La couleur du distillat montre bien qu’il est un mélange des 6 fûts car il va être doré plus foncé que celui du fut de rye mais va garder quelques reflets ambres des deux autres vieillissements

 

Quand il entre dans le verre le nez va d’abord détecter porter sur des notes de fruits rouges (framboises) et fruits noirs (mures et myrtilles) bien murs. Il révèle une pointe de tourbe et déjà les épices détectés dans les 6 vieillissements.

 

L’alcool est bien maitrisé.

 

Au second passage les épices sont plus marquées et la fumée toujours présente.

 

Ce n’est qu’au troisième passage que des arômes de caramel et de seigle font leurs apparitions.

 

Dans le creux de la main, il n’y a pas à s’y tromper, ce whisky est tourbé et bien tourbé. On détecte une odeur de caoutchouc et de fumée froide.

 

Il fait une entrée en bouche très douce (presque trop). Néanmoins ce n’est qu’un leurre car la force de l’alcool et des épices arrivent ensuite et vient piquer la langue.

 

Le goût est frais et plutôt citronné. La bouche va ensuite s’emplir quelques instants de fumée avant de faire une belle place au sucre des fruits rouges et sur ses cotés la pointe d’âpreté reconnaissable lors des vieillissements en fûts de vin.
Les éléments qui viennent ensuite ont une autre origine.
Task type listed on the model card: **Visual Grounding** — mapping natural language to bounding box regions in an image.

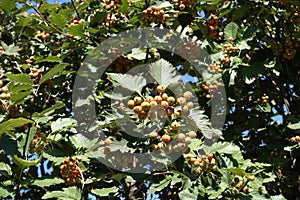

Sur la fin on va trouver le gout d’un chasselas bien mure.

 

La finale va être paradoxalement plus courte que celle des chacun des 6 fûts (qui rappelons le étaient de Cask strength et avaient un degrés d’alcool beaucoup plus élevé. Il laisse néanmoins dans la gorge des arômes légèrement tourbés et anisés. 

 

 

La recette de ce premier distillat masque bien sa jeunesse et montre déjà une grande maitrise. On peut imaginer qu’avec une maitrise des différents vieillissements, que de belles découvertes pourraient bien sortir de cette distillerie des Hébrides intérieures.  De plus, compte tenu de la qualité de chacun des distillats « intermédiaire » rencontrés ici, on peut se douter que seuls ils pourraient bien faire l’objet de batch à part entière.

 

C’est avec toutes ces idées en tête que je dois quitter cette belle ile pour parcourir de nouvelle aventures de dégustation.